Jednym z problemów jest to, że podobnie jak Pokémon, każdy występuje w ogromnej liczbie różnych gatunków, z których każdy ma swoje mocne i słabe strony. Na przykład niektórzy mają bogatsze wspomnienia z przeszłości, dzięki czemu ich warkocze mają większą moc obliczeniową. Ale nakłonienie ich do istnienia jest trudniejsze. Każdy konkretny schemat będzie musiał rozważyć takie kompromisy, z których wiele nie jest jeszcze zrozumiałych.

„Teraz, gdy mamy możliwość tworzenia różnych rodzajów porządku topologicznego, te rzeczy stają się rzeczywiste i możesz mówić o tych kompromisach w bardziej konkretny sposób” – powiedział Vishwanath.

Następnym kamieniem milowym będzie rzeczywista korekcja błędów, czego nie próbowało ani Google, ani Quantinuum.
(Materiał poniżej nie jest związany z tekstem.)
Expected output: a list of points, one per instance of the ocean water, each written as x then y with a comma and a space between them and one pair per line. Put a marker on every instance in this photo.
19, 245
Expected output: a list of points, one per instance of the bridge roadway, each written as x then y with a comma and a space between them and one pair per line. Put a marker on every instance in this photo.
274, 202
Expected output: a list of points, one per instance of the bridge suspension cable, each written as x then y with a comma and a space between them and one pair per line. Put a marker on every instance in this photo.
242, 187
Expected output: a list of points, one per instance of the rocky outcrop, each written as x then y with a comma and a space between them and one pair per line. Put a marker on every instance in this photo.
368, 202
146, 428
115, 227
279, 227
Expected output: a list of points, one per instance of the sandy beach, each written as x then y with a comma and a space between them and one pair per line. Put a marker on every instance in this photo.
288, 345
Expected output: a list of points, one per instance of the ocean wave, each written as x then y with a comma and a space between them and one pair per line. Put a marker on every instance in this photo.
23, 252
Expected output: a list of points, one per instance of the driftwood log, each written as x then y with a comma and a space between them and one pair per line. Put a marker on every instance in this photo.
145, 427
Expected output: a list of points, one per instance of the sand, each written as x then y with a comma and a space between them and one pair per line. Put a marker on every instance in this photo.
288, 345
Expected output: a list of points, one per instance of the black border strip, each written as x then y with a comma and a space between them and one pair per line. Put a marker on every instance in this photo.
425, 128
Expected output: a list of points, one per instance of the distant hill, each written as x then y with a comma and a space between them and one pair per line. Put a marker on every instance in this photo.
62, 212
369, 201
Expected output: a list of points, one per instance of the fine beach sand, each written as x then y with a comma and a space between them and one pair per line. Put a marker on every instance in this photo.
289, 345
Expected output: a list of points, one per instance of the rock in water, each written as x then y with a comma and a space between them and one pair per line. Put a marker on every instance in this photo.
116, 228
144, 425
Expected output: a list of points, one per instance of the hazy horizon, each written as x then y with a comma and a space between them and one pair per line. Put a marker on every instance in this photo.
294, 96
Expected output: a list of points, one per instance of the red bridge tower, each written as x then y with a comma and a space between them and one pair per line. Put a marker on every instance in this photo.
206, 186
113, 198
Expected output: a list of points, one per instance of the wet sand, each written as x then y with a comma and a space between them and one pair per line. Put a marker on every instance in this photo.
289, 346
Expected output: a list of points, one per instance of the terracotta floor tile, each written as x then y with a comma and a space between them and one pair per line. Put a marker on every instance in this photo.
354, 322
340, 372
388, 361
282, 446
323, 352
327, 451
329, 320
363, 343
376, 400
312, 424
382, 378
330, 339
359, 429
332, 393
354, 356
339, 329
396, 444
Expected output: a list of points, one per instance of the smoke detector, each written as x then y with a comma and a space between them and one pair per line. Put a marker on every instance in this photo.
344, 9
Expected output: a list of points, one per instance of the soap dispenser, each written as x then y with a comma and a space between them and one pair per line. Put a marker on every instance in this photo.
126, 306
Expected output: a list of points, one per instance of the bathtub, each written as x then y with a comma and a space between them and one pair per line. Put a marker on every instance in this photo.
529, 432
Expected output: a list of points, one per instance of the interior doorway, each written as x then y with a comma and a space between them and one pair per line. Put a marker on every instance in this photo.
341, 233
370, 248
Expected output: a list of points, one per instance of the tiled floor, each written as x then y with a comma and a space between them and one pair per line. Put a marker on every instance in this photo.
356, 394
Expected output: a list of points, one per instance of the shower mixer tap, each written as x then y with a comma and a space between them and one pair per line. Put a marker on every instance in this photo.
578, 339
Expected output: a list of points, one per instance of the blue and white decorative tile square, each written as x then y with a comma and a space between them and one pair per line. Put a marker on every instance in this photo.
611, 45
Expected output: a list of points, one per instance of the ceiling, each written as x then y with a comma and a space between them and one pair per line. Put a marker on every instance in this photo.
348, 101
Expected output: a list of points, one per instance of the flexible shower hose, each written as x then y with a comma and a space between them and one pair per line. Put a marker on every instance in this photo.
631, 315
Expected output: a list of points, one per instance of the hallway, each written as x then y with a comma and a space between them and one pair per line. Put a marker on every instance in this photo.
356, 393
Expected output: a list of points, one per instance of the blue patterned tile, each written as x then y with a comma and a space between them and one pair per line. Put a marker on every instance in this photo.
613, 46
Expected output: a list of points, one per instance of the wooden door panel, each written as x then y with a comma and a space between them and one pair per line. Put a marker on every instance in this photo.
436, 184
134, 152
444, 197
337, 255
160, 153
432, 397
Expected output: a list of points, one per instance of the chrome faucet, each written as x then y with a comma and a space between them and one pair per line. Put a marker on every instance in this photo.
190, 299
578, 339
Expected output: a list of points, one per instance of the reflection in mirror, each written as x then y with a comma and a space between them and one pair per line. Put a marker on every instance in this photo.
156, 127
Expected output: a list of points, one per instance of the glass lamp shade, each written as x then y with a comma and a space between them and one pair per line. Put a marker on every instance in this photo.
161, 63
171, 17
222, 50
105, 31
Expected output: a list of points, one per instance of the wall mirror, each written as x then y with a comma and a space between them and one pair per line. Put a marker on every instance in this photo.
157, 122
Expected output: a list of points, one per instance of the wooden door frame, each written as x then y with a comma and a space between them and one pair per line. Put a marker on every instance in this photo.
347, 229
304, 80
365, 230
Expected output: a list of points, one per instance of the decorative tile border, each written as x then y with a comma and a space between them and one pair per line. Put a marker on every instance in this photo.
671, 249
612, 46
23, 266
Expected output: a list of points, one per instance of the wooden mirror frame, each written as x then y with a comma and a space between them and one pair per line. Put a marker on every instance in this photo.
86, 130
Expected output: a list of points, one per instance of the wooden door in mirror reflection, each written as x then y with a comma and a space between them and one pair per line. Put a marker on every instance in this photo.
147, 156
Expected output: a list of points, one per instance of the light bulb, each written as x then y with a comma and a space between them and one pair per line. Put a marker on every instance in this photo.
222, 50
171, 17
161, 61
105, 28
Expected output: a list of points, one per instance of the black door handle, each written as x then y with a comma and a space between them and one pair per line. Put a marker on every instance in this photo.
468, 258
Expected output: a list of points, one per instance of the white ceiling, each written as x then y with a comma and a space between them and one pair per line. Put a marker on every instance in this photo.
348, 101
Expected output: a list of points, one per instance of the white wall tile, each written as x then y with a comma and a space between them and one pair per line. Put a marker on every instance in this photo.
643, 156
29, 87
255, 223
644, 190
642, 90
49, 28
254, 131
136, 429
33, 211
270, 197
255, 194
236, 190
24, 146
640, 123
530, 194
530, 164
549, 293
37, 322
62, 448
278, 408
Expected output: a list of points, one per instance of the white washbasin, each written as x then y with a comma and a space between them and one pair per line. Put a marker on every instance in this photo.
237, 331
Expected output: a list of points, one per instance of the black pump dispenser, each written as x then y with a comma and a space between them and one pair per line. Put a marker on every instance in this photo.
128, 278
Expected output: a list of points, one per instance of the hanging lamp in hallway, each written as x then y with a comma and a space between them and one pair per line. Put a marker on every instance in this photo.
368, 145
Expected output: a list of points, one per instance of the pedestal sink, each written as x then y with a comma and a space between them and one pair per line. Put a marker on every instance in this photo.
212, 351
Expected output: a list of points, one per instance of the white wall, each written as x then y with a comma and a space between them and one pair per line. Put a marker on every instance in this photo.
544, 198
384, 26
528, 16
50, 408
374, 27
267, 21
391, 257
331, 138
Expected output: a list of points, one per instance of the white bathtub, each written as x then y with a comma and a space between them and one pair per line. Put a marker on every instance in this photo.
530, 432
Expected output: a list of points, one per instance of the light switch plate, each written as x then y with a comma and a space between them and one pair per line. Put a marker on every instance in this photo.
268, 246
Ich plecione kubity były ukryte, ale nie chronione, co wymagałoby pomiaru nędznych kubitów i szybkiego naprawienia ich błędów w czasie rzeczywistym. Ta demonstracja byłaby przełomowym momentem w obliczeniach kwantowych, ale minęły lata – jeśli to w ogóle możliwe.

Do tego czasu optymiści mają nadzieję, że te ostatnie eksperymenty zapoczątkują cykl, w którym bardziej zaawansowane komputery kwantowe doprowadzą do lepszej kontroli nad nieabelowymi kwazicząstkami, a ta kontrola z kolei pomoże fizykom opracować bardziej wydajne urządzenia kwantowe.

„Wydobycie mocy pomiaru” — powiedział Wilczek — „to coś, co może zmienić reguły gry”.